In this example, we've looked at how MA sampling can help you use the same number of plots to achieve better precision. You can also choose to put in fewer plots while maintaining your prior level of precision.

Here's the bottom line: there's a lot of freely available imagery out there that you have already paid for with your tax dollars. There are well-established statistical methods for integrating it into your inventory process. Model-assisted sampling is a powerful approach that deserves a place in your forest inventory toolbox. Applied correctly, MA sampling can potentially save you a lot of fieldwork.

**Citations**

McRoberts, R. E., Næsset, E., & Gobakken T. (2012) Inference for lidar-assisted estimation of forest growing stock volume.
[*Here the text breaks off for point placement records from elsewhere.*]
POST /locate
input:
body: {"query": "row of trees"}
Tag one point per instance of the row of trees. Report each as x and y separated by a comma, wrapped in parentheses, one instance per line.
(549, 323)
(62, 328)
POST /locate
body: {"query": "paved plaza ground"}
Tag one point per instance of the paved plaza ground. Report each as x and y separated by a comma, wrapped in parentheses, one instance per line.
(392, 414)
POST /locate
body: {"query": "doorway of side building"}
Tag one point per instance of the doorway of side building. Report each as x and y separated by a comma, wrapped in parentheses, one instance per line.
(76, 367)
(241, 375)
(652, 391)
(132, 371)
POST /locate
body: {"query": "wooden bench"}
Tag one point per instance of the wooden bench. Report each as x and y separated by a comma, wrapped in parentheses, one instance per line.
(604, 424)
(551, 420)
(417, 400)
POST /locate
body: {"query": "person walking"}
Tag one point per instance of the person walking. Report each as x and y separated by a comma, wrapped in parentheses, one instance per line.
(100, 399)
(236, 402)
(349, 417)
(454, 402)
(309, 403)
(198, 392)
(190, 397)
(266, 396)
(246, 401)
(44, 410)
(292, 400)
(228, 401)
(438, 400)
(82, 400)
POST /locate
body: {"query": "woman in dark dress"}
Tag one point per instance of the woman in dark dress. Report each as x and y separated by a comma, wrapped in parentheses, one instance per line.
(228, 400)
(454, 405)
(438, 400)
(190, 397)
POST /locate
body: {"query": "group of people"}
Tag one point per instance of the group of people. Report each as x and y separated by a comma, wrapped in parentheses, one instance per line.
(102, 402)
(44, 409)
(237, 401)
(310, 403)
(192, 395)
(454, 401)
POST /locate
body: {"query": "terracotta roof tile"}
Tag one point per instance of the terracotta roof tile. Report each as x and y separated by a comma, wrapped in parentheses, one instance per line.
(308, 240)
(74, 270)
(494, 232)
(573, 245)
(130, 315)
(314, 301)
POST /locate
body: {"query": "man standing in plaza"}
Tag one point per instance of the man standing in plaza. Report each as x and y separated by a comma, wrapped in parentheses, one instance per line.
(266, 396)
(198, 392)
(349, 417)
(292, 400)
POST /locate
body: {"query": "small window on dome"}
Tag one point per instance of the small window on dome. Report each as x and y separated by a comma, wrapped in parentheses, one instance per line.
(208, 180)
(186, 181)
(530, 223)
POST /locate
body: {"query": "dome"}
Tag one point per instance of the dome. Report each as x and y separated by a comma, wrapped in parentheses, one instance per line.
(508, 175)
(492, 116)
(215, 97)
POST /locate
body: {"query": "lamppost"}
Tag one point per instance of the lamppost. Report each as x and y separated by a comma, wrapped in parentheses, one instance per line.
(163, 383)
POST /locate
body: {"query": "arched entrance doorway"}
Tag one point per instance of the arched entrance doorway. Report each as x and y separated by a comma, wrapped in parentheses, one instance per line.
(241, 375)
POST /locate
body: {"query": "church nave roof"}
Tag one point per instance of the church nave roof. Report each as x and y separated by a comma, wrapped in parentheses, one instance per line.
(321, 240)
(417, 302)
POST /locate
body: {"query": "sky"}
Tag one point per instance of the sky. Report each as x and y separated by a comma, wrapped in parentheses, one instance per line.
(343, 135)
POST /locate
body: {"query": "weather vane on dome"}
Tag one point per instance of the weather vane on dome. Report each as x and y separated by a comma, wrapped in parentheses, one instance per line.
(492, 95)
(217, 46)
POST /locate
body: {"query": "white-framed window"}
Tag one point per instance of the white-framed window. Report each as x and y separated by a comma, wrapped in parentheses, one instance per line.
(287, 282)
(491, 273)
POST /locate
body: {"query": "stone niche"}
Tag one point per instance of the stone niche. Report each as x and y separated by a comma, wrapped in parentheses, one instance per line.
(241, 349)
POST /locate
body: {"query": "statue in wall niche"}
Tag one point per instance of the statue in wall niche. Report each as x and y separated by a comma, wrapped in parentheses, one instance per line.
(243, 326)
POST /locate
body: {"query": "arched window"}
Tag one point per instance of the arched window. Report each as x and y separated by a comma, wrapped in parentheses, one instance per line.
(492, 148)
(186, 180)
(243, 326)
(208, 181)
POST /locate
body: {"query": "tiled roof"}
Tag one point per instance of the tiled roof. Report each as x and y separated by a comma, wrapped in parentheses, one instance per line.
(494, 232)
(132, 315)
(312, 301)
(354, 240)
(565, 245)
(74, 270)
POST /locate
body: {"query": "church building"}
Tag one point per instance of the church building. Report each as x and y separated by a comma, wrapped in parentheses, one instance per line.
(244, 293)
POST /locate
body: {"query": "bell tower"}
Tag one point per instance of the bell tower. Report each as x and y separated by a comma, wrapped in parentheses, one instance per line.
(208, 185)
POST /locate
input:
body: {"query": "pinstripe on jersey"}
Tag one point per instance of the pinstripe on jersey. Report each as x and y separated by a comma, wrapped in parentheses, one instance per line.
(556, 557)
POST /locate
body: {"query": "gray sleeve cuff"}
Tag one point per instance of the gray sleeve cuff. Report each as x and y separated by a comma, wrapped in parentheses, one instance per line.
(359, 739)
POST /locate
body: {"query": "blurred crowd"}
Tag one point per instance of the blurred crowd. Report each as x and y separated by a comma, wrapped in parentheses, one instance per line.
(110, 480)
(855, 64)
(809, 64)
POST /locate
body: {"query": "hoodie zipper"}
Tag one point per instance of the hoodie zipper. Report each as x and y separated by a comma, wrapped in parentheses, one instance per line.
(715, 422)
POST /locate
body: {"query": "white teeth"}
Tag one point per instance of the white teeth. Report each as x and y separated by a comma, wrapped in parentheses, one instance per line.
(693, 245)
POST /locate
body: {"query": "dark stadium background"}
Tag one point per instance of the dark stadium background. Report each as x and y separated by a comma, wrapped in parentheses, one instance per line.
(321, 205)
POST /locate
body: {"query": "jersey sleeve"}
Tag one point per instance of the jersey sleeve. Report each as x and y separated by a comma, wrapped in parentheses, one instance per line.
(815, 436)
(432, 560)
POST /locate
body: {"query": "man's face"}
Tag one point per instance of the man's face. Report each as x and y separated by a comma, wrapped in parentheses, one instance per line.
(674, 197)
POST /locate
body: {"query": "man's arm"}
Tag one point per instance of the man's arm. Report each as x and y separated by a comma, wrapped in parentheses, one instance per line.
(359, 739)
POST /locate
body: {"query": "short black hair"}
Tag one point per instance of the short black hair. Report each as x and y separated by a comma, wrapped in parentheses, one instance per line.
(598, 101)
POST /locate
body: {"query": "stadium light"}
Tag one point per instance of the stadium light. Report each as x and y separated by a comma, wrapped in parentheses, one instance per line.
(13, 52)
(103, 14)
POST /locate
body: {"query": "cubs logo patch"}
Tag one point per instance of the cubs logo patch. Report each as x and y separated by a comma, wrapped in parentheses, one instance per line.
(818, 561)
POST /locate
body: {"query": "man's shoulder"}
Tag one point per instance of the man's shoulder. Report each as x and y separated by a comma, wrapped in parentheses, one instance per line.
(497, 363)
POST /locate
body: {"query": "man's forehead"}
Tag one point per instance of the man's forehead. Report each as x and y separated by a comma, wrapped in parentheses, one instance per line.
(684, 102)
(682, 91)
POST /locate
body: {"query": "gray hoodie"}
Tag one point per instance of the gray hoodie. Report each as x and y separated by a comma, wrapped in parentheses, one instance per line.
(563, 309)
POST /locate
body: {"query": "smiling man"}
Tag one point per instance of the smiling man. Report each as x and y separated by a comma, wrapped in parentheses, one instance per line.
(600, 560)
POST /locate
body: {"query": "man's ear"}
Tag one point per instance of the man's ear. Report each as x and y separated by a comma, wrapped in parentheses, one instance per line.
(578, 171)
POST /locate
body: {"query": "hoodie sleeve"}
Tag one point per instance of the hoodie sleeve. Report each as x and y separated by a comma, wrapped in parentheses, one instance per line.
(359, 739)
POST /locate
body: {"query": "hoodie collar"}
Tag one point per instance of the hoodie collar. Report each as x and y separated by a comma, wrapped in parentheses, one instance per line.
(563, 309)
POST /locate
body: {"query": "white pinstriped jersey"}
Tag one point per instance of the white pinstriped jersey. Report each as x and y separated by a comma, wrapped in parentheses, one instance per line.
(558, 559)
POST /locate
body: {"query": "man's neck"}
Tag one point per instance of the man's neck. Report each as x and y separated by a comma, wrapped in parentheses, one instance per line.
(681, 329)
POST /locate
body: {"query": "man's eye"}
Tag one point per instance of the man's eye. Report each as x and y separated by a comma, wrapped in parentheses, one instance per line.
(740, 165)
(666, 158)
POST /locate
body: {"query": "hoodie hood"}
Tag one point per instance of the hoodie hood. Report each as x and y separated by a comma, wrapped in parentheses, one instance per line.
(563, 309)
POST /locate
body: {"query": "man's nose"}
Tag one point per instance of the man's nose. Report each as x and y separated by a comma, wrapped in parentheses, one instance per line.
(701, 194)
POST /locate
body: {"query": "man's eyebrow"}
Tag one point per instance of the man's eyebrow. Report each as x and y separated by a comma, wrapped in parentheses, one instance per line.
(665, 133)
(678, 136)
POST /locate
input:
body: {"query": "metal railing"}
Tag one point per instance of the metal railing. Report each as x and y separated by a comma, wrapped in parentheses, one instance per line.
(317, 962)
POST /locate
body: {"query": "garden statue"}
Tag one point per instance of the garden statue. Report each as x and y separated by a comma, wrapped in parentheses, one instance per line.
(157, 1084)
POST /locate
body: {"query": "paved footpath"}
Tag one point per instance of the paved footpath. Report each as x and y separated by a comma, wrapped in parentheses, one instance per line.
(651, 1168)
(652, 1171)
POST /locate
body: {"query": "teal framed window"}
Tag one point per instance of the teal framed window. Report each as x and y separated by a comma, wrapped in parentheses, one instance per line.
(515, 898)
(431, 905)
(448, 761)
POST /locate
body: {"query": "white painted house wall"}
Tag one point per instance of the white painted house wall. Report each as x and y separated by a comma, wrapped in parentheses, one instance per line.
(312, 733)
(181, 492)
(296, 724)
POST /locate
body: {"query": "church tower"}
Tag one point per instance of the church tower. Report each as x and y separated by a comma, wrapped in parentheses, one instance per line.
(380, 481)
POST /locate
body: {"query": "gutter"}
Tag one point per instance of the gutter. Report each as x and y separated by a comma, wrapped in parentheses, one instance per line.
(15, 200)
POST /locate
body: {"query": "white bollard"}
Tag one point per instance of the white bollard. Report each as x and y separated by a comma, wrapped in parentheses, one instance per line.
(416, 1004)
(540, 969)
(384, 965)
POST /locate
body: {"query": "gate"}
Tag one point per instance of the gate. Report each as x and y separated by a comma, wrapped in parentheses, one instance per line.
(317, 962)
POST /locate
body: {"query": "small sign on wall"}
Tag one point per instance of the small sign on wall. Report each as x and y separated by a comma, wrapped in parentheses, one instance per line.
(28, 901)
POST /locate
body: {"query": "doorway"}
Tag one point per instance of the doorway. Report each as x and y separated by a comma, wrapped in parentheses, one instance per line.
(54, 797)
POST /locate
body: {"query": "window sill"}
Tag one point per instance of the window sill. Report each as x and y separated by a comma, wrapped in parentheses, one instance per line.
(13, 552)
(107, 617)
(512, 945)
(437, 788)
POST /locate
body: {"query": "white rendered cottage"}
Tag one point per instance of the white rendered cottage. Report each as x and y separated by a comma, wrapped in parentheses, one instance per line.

Remote Sensing of Environment 128, 268-275.

Särndal, C., Swensson, B., & Wretman, J. (1992) Model Assisted Survey Sampling. New York: Springer-Verlag.

**Clarification on the previous Biometrics Bits**

In our prior article on "Sources of Error in Forest Inventory," we illustrated coverage error with an example. The text should have read:

To understand coverage error, let's examine a common practice that you’ve probably seen. A forester lays out a grid of 50 plots across a stand and starts cruising at the northern end. So far, so good. But as our forester measures plots, he's also keeping a rolling calculation of the confidence interval of the BA in his sample. After he's worked his way through 30 plots on the stand, the CI falls below 10% of the mean, he declares "mission accomplished!" and heads for the truck, leaving the remaining 20 southern plots unmeasured.